Tony Blair: 'Islamism is not confined to a few fanatics'

AP

In advocating for a strong military response to the Islamic State (IS) in Iraq and Syria, Tony Blair has also outlined the need for a broader approach to tackle Islamism in the world today.

In a lengthy essay published on his Faith Foundation's website entitled 'The Way Ahead', the former prime minister says: "It is clear that there is a fundamental problem with radical Islamism".

"Islamism of course is not the same as Islam," he explains. "The religion of Islam is an Abrahamic religion of compassion and mercy. For centuries it shamed Christendom with its advances in science and social development.

"This is not a clash of civilisations," he continues. "It is a struggle between those who believe in peaceful co-existence for people of all faiths and none; and extremists who would use religion wrongly as a source of violence and conflict. Our enemies are those who would pervert Islam. Our allies are the many Muslims the world over who are the principal victims of such a perversion."

Blair says we need to "join the dots" between many of the major conflicts in the world, recognising that a significant number of them are related to some form of Islamism.

"I say that what is happening in Syria, Iraq, and across the Middle East; and what is happening in Pakistan, Nigeria, Mali, or in parts of Russia or in the Xinjiang province of China or in multiple other parts of the globe, are linked.

"They form different parts of one struggle.

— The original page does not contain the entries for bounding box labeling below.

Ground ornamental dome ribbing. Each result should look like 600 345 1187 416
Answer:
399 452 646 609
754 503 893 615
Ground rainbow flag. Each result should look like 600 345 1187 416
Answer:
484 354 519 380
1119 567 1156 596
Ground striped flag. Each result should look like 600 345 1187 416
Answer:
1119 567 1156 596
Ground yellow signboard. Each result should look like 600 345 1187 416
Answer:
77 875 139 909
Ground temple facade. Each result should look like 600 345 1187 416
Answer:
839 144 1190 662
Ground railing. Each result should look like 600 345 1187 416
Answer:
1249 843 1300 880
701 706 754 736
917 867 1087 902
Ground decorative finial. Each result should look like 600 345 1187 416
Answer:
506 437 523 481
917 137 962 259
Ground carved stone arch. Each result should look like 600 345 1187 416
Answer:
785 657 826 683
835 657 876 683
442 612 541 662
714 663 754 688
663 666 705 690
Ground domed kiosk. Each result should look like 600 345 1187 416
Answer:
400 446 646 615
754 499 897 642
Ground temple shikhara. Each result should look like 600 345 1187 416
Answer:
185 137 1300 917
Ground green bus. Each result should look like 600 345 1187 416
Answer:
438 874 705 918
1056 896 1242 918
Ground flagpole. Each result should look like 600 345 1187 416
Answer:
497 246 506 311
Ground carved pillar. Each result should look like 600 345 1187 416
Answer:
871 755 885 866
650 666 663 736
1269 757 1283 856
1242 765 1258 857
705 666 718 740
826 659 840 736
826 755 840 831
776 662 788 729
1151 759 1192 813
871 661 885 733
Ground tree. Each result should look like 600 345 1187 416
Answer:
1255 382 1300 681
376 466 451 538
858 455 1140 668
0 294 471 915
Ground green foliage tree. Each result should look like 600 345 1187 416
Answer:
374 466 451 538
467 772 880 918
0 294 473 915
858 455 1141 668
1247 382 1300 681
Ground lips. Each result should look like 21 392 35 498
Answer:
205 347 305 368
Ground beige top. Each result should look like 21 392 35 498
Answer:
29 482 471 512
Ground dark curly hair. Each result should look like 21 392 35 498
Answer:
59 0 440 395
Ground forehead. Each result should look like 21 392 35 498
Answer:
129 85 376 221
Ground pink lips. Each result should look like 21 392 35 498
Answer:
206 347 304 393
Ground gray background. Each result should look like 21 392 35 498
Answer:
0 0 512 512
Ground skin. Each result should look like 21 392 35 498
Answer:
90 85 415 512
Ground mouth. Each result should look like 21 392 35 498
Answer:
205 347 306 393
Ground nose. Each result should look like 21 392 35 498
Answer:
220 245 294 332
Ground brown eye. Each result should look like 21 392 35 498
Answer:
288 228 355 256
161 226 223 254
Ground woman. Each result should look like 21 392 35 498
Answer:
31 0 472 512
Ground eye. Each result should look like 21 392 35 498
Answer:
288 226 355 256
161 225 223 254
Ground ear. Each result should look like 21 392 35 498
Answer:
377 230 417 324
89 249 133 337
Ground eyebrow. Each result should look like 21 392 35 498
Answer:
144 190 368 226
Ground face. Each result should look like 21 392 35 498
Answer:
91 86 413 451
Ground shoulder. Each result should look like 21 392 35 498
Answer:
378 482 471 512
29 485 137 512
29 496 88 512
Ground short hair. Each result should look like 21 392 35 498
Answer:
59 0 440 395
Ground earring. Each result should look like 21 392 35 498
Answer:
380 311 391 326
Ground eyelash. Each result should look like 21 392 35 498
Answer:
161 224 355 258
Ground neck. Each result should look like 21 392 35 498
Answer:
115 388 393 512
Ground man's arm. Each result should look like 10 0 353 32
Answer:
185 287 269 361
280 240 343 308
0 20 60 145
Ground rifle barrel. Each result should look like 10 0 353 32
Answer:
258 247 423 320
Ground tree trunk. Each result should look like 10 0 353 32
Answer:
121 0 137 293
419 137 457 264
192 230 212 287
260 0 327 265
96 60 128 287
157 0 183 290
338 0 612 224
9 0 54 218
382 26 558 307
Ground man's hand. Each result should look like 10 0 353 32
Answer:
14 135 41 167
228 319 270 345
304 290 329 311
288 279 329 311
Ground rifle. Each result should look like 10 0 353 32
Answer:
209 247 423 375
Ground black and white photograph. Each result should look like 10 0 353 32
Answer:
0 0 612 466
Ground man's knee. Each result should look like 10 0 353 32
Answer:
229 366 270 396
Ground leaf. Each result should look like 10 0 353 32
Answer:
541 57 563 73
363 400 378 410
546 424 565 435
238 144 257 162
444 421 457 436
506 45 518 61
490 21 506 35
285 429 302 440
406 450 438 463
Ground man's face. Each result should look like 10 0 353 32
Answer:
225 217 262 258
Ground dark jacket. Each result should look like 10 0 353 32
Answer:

They all have their individual aspects. [...] But they have one huge and central element in common: extremism based on an interpretation of Islam which represents a clear ideology that, even if loosely at times, is shared by all these different groups of extremists."

We are in danger, he says, of treating militant Islamism as a "fringe" view, or "a sort of weird cult confined to a few fanatics." But this will prevent us from tackling the threat effectively, he argues.

"The problem is that we're facing a spectrum of opinion based on a world view which stretches far further into parts of Muslim society. At the furthest end is the fringe. But at the other end are those who may completely oppose some of the things the fringe does and who would never themselves dream of committing acts of violence, but who unfortunately share certain elements of the fanatic's world view."

Elements he identifies as part of this view include support for replacing secular governance with Islamic law, and a view of the West that is "innately hostile".

Islamism in this sense, Blair says, is an ideology preached to "tens of millions" of Muslims around the world.

"It is the spectrum that helps create the fringe," Blair argues. "A large part of Western policy – and something I remember so well fighting in Government – is based on the belief that we can compromise with the spectrum in the hope of marginalising the fringe. This is a fateful error. All we do is to legitimise the spectrum, which then gives ideological oxygen to the fringe."

Blair argues that militant groups grow when they are no longer resisted. For this reason, he says that the West should not rule out the idea of troops on the ground.

"We have to fight groups like ISIS," he says. "There can be an abundance of diplomacy, all necessary relief of humanitarian suffering, every conceivable statement of condemnation which we can muster, but unless they're accompanied by physical combat, we will mitigate the problem but not overcome it."

However, he does recognise that the broader spectrum of Islamist ideology should not be dealt with in the same way as the fringe (those who endorse militant Islamism). This, Blair says, should be tackled by exposing and opposing Islamist views, as well as engaging those who hold them in debate.

And while Blair says that non-violent Islamists should not be oppressed, he does also argue that we should respond to their views with conviction.

"Certainly in our types of society, people are perfectly entitled to hold views that we believe are destructive to our way of life and that we profoundly disagree with. Provided that that they express them within the law, that is their right.

"But it is also our right to point out why they are indeed incompatible with all we hold dear. And it is our duty, if we believe in what we say we do, to take on the argument with vigour and to watch with vigilance to see that Islamism does play by the rules in our own country."